Finding Obelisk-α homologues in studies separate from the iHMP lent support to these RNA elements being legitimate biological entities. Further, one Obelisk-α homologue was found in a study from our own institution 76, suggesting that Obelisk-like RNAs could be locally present. Emboldened by this, we solicited hGMB stranded RNA-seq data from the local academic community and identified closely related Obelisk-α homologues in a dataset that at the time had not been uploaded onto the SRA (now available at PRJNA940499: donors D01 - both Obelisks -α and -β; and D10 - just Obelisk-α) 78. Further, within this dataset we identified a diverged Obelisk-like sequence with similar: length (1182 nt), lack of apparent homology to reference databases, predicted obelisk-like secondary structure, and two ORFs but with low homology to Obelisk-α. In comparison to Obelisk-α, this new “Obelisk-β” had a 41.30 % nucleotide sequence identity, and 23.42/38.29 % and 18.75/31.25 % on the amino acid level identities/similarities for ORFs 1 and 2, respectively (see below, Supplementary Figure 3a/c).
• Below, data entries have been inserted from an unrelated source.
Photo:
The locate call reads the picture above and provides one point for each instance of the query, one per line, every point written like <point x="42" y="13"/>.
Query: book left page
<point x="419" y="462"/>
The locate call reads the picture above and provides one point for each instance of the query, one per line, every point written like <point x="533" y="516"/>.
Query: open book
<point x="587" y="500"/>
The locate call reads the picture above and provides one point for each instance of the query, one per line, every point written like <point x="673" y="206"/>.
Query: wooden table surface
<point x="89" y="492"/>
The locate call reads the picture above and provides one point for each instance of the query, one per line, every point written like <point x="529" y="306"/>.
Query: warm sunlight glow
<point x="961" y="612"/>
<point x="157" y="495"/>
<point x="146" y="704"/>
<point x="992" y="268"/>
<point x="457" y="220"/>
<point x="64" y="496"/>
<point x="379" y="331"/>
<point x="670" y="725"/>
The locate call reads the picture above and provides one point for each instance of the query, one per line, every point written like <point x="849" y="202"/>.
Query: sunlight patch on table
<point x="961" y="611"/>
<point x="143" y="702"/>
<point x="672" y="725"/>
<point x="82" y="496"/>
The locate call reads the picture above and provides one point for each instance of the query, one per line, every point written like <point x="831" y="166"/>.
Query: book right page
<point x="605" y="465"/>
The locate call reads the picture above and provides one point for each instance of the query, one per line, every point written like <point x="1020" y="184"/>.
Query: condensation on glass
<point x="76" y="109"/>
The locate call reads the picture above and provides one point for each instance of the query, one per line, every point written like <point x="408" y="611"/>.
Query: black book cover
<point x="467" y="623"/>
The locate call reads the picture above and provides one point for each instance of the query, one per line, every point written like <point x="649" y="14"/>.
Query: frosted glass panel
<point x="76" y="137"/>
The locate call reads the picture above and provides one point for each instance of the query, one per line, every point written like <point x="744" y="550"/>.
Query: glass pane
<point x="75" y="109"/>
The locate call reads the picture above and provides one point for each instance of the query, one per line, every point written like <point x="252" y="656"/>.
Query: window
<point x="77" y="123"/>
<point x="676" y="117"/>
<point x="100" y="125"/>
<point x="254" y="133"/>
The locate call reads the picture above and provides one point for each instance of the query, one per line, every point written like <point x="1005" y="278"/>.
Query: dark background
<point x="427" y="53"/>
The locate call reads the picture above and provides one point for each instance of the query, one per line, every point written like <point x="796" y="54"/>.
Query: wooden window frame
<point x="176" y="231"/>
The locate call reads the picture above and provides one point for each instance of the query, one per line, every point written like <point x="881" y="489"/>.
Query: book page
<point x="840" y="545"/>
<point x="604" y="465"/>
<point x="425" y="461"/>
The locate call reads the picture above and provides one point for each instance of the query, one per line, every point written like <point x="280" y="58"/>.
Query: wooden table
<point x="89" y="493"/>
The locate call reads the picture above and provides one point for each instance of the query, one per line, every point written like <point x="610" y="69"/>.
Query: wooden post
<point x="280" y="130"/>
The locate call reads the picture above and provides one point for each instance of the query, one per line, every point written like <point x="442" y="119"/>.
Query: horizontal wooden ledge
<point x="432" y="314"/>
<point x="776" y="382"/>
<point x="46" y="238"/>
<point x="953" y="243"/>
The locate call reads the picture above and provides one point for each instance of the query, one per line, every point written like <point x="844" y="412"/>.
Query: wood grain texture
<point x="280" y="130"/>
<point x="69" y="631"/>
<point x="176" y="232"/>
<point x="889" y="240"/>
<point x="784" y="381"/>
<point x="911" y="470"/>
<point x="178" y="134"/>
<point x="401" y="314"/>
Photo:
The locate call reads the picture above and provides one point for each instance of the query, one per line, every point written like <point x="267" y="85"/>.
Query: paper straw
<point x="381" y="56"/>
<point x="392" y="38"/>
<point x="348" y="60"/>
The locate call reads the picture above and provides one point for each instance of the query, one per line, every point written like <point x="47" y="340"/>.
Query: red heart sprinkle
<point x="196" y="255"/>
Owing to their apparent sequence novelty, the Obelisk-α/β Oblin-1 and -2 protein sequences were next used as hallmark sequences specific to Obelisk-like RNAs - analogous to the use of RNA-dependant RNA polymerase (RdRP) hallmark sequences in RNA viral discovery 1-5. To identify divergent Obelisk-like elements, we searched the RNA Deep Virome Assemblage (RDVA, v0.2) 13,26, a collection of 58,557 assemblies of ~12.5 trillion contigs, with diamond (--very-sensitive) 79 using Obelisk-α/β Oblin -1 and -2 protein sequences deduplicated at 90 % sequence identity (UCLUST, default settings) as queries 50. This resulted in 38,545 sub-5000 nt hits which when de-replicated, circularly clustered (circUCLUST) into 29,859 and 19,808 clusters at 90 % and 75 % nucleotide sequence identity, respectively (see Data Availability). A conservative database of 7,202 Obelisks was built by keeping assemblies with a CircleFinder (VNom defaults) implied circularity, with each genome “phased” to 50 nt from the start codon of its largest predicted ORF (prodigal, -p meta). This database was clustered (circUCLUST) into 1,744 80 % identity clusters which were then sub-clustered at 95 % identity (Supplementary Table 1). The assemblies were then named based on these nested clusterings. A naming convention is proposed with the following pattern “Obelisk_X_Y_Z” where “X” refers to the 80 % cluster ordinate, “Y” to the 95 % cluster ordinate, and “Z” as a unique identifier within the 95 % cluster. The first 15 80 % ordinates are defined as the Obelisks depicted in Figure 4, the next 10 80 % ordinates are defined as the remaining letters in the Greek alphabet (omicron through omega). As such, the centroid Obelisk-α sequence that is also the centroid of the first 95 % sub-type is defined as “Obelisk_000001_000001_000001”.
Serratus
Extending from the RDVA search, a larger breadth of public datasets (5,470,176 runs) was next assessed for diverged Obelisk-like sequence presence. Profile hidden Markov models (pHMMs) of ORFs 1 and 2 were derived from the RDVA hits (see below) and used as queries in the Serratus architecture 2, an optimised, cloud-based pipeline for efficiently identifying sequencing reads that align to pHMMs. By looking for pHMM matches, Serratus is able to find more distantly related Obelisk-like sequences where k-mer match searches (e.g. PebbleScout) would fail, but at a considerable computational expense. Datasets were defined as a Serratus hit if at least one read aligned (E-value <1x10−4) to either Oblin-1 or Oblin-2. Of the resulting 949,810 non-redundant SRA hits, 215,398 datasets were selected by filtering with a virus-presence score (≥25, explained in github.com/ababaian/serratus/wiki/.summary-Reports) which attempts to predict ORF de novo assembly success, ultimately yielding 1,499 datasets containing both Oblin-1 and Oblin-2, 3,006 containing only Oblin-1, and 213,891 containing only Oblin-2. Per hit SRA, high confidence ORF mapping reads were then de novo assembled using rnaSPAdes (default settings) yielding Obelisk “micro-assemblies”. This Serratus run was conducted along with other pHMM queries, meaning that de novo assembly happened in aggregate with all other hits, as such, diamond (--very-sensitive) was used to extract Oblin-1/-2 micro-assembly protein sequences.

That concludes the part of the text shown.